There is a good degree of variability in the quality of Navona recordings.
Their audio often has an 'mp3' feel. Add to this that
performances by their preferred more obscure orchestras can be patchy. With
the label's admittedly laudable propensity for championing
practically unknown living composers, the presented works themselves can
sometimes point up reasons for that lack of recognition.

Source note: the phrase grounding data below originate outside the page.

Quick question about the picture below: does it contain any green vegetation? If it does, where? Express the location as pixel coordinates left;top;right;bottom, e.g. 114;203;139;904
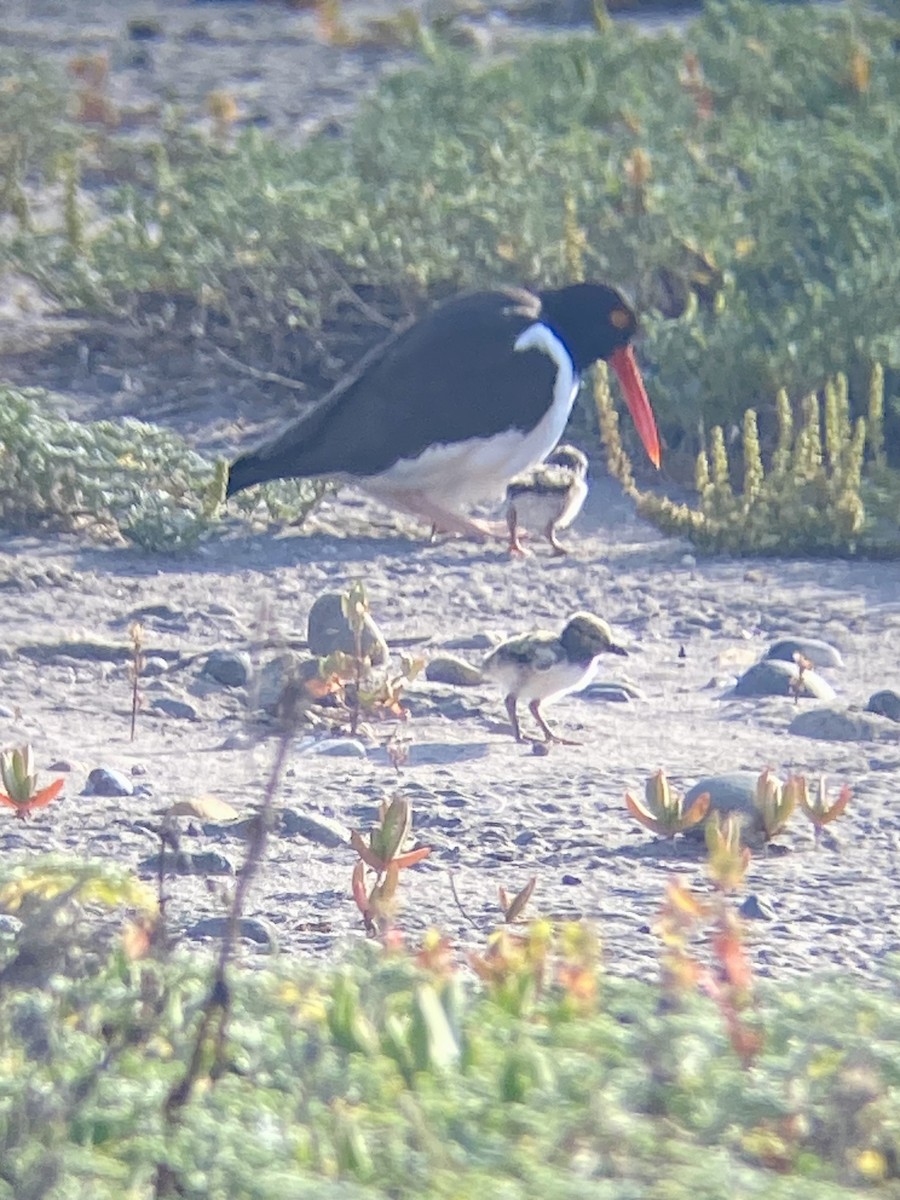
595;363;900;555
2;0;899;553
1;852;900;1200
0;384;323;551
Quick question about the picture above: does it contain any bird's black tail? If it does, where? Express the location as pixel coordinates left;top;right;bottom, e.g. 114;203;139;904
226;451;280;498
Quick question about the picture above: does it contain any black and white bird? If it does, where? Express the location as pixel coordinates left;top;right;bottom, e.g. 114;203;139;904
226;282;660;540
482;612;628;745
504;443;589;557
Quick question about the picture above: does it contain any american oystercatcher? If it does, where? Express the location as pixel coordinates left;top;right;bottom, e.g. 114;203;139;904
482;612;628;745
504;442;589;557
226;282;660;539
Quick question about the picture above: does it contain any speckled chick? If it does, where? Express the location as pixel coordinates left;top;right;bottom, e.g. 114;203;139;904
482;611;627;744
505;443;588;557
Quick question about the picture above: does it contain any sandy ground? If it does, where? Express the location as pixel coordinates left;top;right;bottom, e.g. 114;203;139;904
2;0;899;985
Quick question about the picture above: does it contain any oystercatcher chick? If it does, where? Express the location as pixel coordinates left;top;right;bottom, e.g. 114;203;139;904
226;282;660;540
482;612;627;745
505;443;588;557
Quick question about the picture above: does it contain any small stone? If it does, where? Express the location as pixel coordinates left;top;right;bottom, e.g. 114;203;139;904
440;633;498;651
561;874;581;886
280;810;347;848
0;705;14;718
138;851;235;876
83;767;134;797
789;707;900;743
307;592;389;665
127;18;163;39
739;895;777;921
48;759;75;772
731;659;836;701
764;637;844;669
202;649;251;688
368;741;489;766
425;655;483;687
683;772;764;840
186;916;273;945
142;656;170;677
149;696;199;721
867;689;900;722
578;682;641;703
299;738;367;759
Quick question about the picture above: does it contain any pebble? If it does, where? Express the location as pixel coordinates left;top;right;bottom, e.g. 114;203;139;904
440;633;498;651
149;696;200;721
579;683;640;704
788;707;900;743
731;659;836;701
739;895;777;921
298;738;367;759
82;767;134;797
367;741;490;766
683;772;765;841
867;690;900;722
202;649;251;688
307;591;389;665
186;916;274;946
764;637;844;669
138;850;235;876
425;655;483;687
280;810;348;848
0;705;14;718
142;656;170;677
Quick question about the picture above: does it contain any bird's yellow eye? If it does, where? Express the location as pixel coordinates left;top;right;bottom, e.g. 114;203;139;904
610;308;631;330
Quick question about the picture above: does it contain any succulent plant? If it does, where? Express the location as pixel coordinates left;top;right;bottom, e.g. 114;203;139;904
625;770;710;838
0;745;64;819
787;774;852;845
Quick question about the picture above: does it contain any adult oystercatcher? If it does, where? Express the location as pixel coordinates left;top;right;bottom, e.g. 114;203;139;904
226;282;660;539
504;442;589;557
482;612;628;745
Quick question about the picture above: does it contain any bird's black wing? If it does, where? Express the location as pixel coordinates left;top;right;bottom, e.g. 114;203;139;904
228;289;566;491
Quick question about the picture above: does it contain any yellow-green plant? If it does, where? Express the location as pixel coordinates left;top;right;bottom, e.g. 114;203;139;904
598;367;900;558
625;769;710;838
752;768;796;841
351;796;431;935
705;812;752;892
786;774;852;846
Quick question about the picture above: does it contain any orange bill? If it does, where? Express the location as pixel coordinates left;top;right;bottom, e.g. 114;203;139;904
608;344;661;469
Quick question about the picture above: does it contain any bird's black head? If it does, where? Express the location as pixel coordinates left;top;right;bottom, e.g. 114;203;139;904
537;282;637;373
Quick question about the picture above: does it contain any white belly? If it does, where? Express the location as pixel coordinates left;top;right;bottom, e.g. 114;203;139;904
366;323;579;510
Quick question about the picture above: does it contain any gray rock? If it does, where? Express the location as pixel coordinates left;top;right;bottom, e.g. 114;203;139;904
731;659;836;701
186;916;274;946
683;772;765;840
298;737;367;759
739;894;777;921
867;689;900;722
765;637;844;669
579;680;643;703
307;592;389;666
0;704;14;718
149;696;199;721
425;655;483;687
368;741;489;766
257;652;301;715
789;707;900;743
280;809;347;848
202;649;251;688
440;633;498;651
142;656;170;677
83;766;134;797
139;851;235;876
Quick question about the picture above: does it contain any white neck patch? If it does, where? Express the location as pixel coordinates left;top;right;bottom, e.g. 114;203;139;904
513;320;580;458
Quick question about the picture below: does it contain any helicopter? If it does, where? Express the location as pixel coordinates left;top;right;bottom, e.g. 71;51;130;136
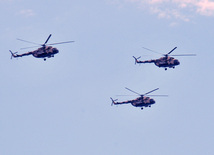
110;87;167;110
133;47;196;70
9;34;74;61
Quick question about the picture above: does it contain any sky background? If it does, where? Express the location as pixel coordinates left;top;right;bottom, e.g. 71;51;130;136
0;0;214;155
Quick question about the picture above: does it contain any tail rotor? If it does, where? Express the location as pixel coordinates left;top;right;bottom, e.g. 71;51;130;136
133;56;141;64
9;50;18;59
110;97;118;106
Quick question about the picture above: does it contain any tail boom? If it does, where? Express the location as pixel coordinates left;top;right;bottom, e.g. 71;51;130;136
9;50;33;59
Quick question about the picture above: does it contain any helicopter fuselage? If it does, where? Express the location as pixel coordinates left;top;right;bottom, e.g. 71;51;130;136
131;96;155;107
114;96;155;108
32;46;59;58
154;56;180;68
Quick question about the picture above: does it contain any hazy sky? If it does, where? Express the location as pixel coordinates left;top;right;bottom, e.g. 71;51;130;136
1;0;214;155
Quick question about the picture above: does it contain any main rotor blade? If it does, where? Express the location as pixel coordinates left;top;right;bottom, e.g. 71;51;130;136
142;47;163;55
170;54;196;56
147;95;168;97
20;45;41;50
17;38;40;45
125;87;141;96
116;95;137;96
44;34;52;45
167;47;177;55
47;41;75;46
144;88;159;95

Whatever its other faults, this latest release's cause is hardly
helped by an appalling running time which is
not compensated for in
the retail price. These 34 minutes will cost you the same as a 75-minute
disc from the same label.
Engineering here is all right, apart from unmistakable distortion in the
loudest passages - the microphones are simply not coping. Some minor
audience coughing from this live recording has been picked up, but far more
of an annoyance is the applause at the end of the second and third
movements. In the former case the clapping is laughably faded out, making it
sound as if the work is over.
The Hamilton-Fairfield Symphony Orchestra give a fairly competent account
of this work, but they do not really go further than that. Stanbery
obviously knows what he wants from the musicians, but their delivery options
do come across as rather restricted. The conductor should have insisted on
tighter ensemble playing, especially from the brass.

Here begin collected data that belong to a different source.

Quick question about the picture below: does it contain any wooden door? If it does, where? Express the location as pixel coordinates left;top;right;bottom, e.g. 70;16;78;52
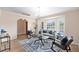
17;19;28;36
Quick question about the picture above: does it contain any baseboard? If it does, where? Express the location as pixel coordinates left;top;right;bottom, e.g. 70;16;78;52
17;34;27;36
72;42;79;47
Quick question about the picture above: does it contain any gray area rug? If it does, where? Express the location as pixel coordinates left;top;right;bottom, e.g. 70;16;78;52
18;37;63;52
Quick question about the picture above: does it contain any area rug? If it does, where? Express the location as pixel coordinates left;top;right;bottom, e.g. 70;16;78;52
18;37;62;52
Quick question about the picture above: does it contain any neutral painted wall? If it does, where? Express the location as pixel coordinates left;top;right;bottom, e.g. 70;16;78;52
38;10;79;45
0;10;1;16
0;9;35;40
65;11;79;45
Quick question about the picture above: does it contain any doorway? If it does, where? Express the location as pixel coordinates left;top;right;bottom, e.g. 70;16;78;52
17;19;28;39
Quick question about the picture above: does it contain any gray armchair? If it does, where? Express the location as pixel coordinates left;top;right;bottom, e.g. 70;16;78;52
51;36;73;52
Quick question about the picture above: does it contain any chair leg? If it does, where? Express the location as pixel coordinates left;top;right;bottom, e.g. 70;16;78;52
34;38;44;46
66;46;71;52
41;39;44;46
34;40;39;44
69;46;71;50
66;49;69;52
51;42;56;52
51;42;54;48
51;47;56;52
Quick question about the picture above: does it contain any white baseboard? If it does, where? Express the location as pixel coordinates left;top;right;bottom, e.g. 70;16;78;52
72;42;79;47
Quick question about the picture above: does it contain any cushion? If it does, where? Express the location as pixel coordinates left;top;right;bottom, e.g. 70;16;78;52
43;30;47;33
61;36;68;45
39;31;41;34
48;31;52;34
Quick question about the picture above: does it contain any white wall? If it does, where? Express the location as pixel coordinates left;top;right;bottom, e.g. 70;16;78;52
0;10;1;16
65;11;79;45
0;9;35;40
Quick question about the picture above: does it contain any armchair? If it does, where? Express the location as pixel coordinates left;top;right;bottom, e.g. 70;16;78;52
51;36;73;52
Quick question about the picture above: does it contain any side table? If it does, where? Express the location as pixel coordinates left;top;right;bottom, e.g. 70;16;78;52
0;35;11;52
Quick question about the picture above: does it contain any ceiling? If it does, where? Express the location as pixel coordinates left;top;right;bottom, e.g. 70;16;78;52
0;7;79;19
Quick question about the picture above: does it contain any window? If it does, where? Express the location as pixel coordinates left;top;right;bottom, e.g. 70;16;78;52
46;16;65;34
47;20;55;31
59;21;64;32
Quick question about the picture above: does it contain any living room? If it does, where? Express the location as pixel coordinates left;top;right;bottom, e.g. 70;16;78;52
0;7;79;52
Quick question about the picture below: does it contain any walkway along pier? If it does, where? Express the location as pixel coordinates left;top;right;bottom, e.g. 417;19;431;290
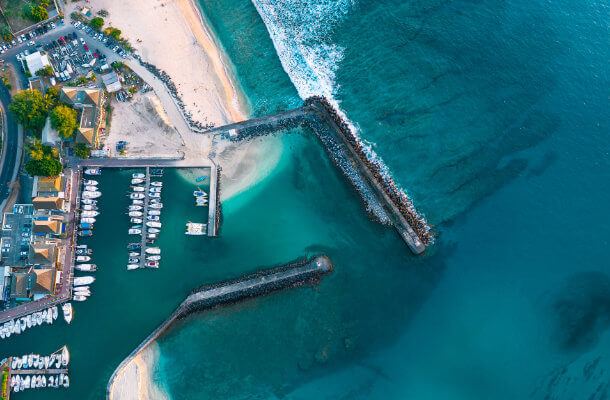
106;255;333;398
206;98;432;254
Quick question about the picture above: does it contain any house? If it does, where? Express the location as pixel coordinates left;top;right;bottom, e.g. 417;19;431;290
101;71;121;92
9;272;35;301
24;51;52;75
28;242;58;266
60;87;105;147
32;219;63;236
33;175;65;196
33;268;56;296
32;196;64;211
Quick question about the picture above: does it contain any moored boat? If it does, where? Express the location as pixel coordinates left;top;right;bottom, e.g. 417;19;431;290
131;178;144;184
130;193;145;200
78;230;93;237
128;228;141;235
146;261;159;268
73;276;95;286
127;264;139;270
75;255;91;262
75;263;97;272
130;217;143;224
73;295;87;302
84;168;101;175
145;247;161;255
128;211;143;217
83;179;98;186
132;173;145;179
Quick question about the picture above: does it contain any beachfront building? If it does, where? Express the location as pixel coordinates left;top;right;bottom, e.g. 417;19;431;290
101;71;121;93
31;175;66;212
60;87;106;148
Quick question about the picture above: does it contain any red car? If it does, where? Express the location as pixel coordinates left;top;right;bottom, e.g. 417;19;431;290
83;44;89;51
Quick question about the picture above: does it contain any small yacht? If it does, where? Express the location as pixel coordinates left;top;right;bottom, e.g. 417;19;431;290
81;210;99;217
128;258;139;264
131;178;144;184
132;199;144;205
128;228;142;235
76;244;89;250
193;189;207;197
146;261;159;268
132;186;145;192
127;243;141;250
73;295;87;302
79;222;92;229
147;215;160;221
127;264;139;270
81;199;97;205
148;228;160;234
149;203;163;209
81;204;97;211
62;303;73;324
83;185;98;192
75;255;91;262
78;230;93;237
149;192;161;198
73;276;95;286
149;187;162;193
150;181;163;187
145;247;161;255
132;173;145;179
130;217;143;224
146;221;162;228
82;191;102;199
84;168;101;176
129;211;143;217
129;205;143;211
147;233;157;239
146;255;161;261
148;210;161;216
75;248;92;255
130;193;145;200
75;263;97;272
83;179;98;186
80;217;96;224
129;251;140;257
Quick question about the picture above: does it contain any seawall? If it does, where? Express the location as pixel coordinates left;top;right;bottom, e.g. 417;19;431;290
106;255;333;399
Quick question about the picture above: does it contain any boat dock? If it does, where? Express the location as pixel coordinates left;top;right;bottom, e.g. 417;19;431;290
207;163;219;237
4;346;71;394
106;255;333;399
138;167;151;268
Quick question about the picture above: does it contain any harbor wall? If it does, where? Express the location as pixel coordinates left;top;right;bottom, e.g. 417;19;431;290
106;255;333;399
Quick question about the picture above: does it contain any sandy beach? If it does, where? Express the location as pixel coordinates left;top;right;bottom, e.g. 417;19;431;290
109;343;168;400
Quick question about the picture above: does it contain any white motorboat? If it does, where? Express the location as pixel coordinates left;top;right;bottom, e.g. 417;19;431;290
129;252;140;257
81;199;97;205
150;198;162;204
150;181;163;187
146;255;161;261
81;210;99;217
148;228;160;233
82;204;97;211
73;295;87;302
130;218;143;224
132;199;144;205
129;211;143;217
82;191;102;199
61;346;70;366
127;264;139;270
149;203;163;209
149;187;162;193
130;193;145;200
128;228;142;235
132;173;145;179
75;255;91;262
146;221;162;228
73;285;90;292
146;215;159;221
145;247;161;255
83;185;98;192
148;210;161;216
147;233;157;239
149;192;161;198
129;205;143;211
83;180;98;186
73;276;95;286
132;186;145;192
80;217;96;224
75;263;97;272
131;178;144;184
185;222;206;235
84;168;101;175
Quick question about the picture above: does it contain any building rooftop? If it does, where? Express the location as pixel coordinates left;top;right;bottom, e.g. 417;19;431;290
29;241;58;266
32;196;64;211
32;219;63;236
24;51;51;75
101;71;121;93
33;268;55;294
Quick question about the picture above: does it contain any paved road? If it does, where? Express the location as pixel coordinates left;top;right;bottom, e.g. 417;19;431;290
0;84;19;205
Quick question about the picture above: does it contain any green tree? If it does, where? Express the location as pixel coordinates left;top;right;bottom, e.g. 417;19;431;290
45;86;60;105
9;89;50;133
103;27;122;40
24;140;62;176
50;105;78;140
35;65;54;77
30;5;48;22
73;143;91;158
90;17;104;30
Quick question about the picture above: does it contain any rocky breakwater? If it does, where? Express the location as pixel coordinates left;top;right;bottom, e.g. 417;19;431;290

As for the Symphony itself, it was nominated, interestingly, for the
Pulitzer Prize for Music in 2012. That is surprising, because
Stanbery's programmatic work is nothing like as impressive as
previous symphony winners like Hanson's Fourth, Ives's Third,
Piston's Seventh or, more recently, Stephen Albert's
magnificent
RiverRun Symphony (available on Naxos 8.559257). True,
the Prize Board, responding to criticism from American cultural
post-modernists, changed its rules in the 1990s and again in 2004 to allow
more superficial entries from realms including "jazz, [.] musical
theater, movie scores and other forms of musical excellence". Hence the
trivialising Special Citations in 2010 for country-music cantillator Hank
Williams, and in 2008 for Bob Dylan, for his "lyrical compositions of
extraordinary poetic power". On the whole though, the Prize continues
to be what self-styled visionary Greg Sandow has called "a last-ditch
defense of the obsolete and snobbish idea that only classical music can be
art". The same year that Williams was honoured, the big Music Prize
went to Jennifer Higdon's superb Violin Concerto.

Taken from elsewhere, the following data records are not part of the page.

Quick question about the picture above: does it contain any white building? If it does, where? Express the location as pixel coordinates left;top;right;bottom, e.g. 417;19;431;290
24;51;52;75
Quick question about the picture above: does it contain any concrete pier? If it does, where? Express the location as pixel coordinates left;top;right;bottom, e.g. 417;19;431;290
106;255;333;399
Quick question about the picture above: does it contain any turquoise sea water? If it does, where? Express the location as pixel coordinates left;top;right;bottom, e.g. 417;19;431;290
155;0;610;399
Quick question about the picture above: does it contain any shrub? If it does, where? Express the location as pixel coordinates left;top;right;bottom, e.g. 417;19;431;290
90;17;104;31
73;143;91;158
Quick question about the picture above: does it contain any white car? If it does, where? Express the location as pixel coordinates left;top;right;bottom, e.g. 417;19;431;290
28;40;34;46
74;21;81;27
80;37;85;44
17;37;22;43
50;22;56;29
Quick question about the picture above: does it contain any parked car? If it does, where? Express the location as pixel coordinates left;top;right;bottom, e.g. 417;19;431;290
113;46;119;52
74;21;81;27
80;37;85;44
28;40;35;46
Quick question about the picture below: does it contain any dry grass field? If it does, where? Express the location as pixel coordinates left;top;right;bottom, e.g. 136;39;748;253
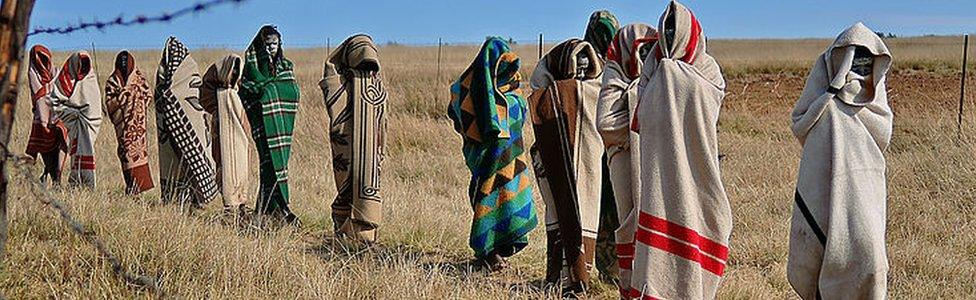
1;35;975;298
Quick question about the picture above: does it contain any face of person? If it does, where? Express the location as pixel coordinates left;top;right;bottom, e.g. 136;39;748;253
264;34;280;57
851;49;873;77
664;12;676;51
119;53;128;70
638;42;654;61
576;53;590;79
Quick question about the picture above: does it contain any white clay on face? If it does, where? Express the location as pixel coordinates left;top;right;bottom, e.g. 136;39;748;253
265;34;280;57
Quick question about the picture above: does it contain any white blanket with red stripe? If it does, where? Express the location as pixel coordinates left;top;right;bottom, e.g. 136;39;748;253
52;51;102;188
628;1;731;299
788;22;892;300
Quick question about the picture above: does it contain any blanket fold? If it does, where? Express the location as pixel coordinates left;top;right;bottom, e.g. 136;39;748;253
628;2;731;299
448;37;538;260
787;22;892;300
320;34;387;242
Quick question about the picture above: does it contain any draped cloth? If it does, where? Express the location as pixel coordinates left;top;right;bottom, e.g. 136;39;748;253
105;50;154;194
240;25;300;218
201;54;252;209
25;45;69;182
319;34;387;242
155;36;218;204
584;10;620;58
583;10;622;282
448;37;537;260
628;2;731;299
528;38;604;290
788;23;892;300
597;23;658;296
51;51;102;188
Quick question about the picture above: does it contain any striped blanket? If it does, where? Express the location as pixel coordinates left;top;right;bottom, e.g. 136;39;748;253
598;23;658;295
320;34;387;242
26;45;70;183
52;51;102;188
584;10;621;283
628;2;731;299
528;38;605;291
105;50;154;194
155;36;218;205
240;25;300;219
448;37;537;260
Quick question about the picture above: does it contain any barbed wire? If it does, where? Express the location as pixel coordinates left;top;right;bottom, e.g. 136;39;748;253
3;152;162;295
28;0;247;36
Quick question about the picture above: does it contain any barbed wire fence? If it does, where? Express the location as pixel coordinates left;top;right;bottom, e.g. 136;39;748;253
28;0;247;36
1;0;255;297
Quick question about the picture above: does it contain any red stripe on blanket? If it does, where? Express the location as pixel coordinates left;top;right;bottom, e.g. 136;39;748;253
683;11;702;64
617;243;635;256
72;155;95;170
635;227;726;276
638;212;729;260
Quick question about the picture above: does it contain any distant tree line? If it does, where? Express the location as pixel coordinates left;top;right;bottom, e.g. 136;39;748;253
875;32;897;39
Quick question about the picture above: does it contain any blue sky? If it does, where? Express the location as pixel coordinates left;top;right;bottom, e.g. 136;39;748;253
26;0;976;50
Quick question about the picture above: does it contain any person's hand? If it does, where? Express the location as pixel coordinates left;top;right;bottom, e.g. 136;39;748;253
834;78;863;104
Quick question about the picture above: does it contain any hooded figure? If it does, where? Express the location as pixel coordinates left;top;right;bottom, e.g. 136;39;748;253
104;50;154;194
596;23;658;296
788;23;892;300
584;10;620;59
240;25;301;222
155;36;218;205
582;9;623;284
201;54;252;213
51;51;102;188
319;34;387;243
628;2;731;299
528;38;605;293
25;45;70;183
447;37;538;271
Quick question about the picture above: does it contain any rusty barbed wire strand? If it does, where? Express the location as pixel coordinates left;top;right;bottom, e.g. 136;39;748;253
4;149;163;295
28;0;247;36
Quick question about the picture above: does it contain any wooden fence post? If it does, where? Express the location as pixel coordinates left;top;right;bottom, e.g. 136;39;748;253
959;34;969;138
0;0;36;262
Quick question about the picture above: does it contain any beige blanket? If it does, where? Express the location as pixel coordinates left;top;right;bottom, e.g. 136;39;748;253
52;51;102;189
596;22;657;295
629;2;731;299
528;38;604;290
788;22;892;300
320;34;387;242
201;54;252;209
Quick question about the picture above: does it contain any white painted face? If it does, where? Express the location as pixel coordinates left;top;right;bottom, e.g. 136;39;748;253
264;34;280;58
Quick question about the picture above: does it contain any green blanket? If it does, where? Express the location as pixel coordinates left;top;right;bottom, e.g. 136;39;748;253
240;25;300;216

Yet despite a premiere in 2012 "to wildly appreciative
audiences", Stanbery's programmatic Symphony is self-evidently
not on the same plane as Higdon's work - by some distance. It is not
that it is lacks interest or colour; indeed, it starts well enough with a
punchy 'Prologue' - a "Coplandesquecapade", as
Stanbery aptly puts it - and its idiom, lying somewhere between
neo-classical Americana and generic film score, is likely to appeal to a
wider, undemanding, audience. If only Navona, Stanbery and his orchestra had
offered another symphony or some shorter orchestral pieces to fill up the
disc, the weaknesses as described might have seemed less important to the
listener of more sophisticated inclination.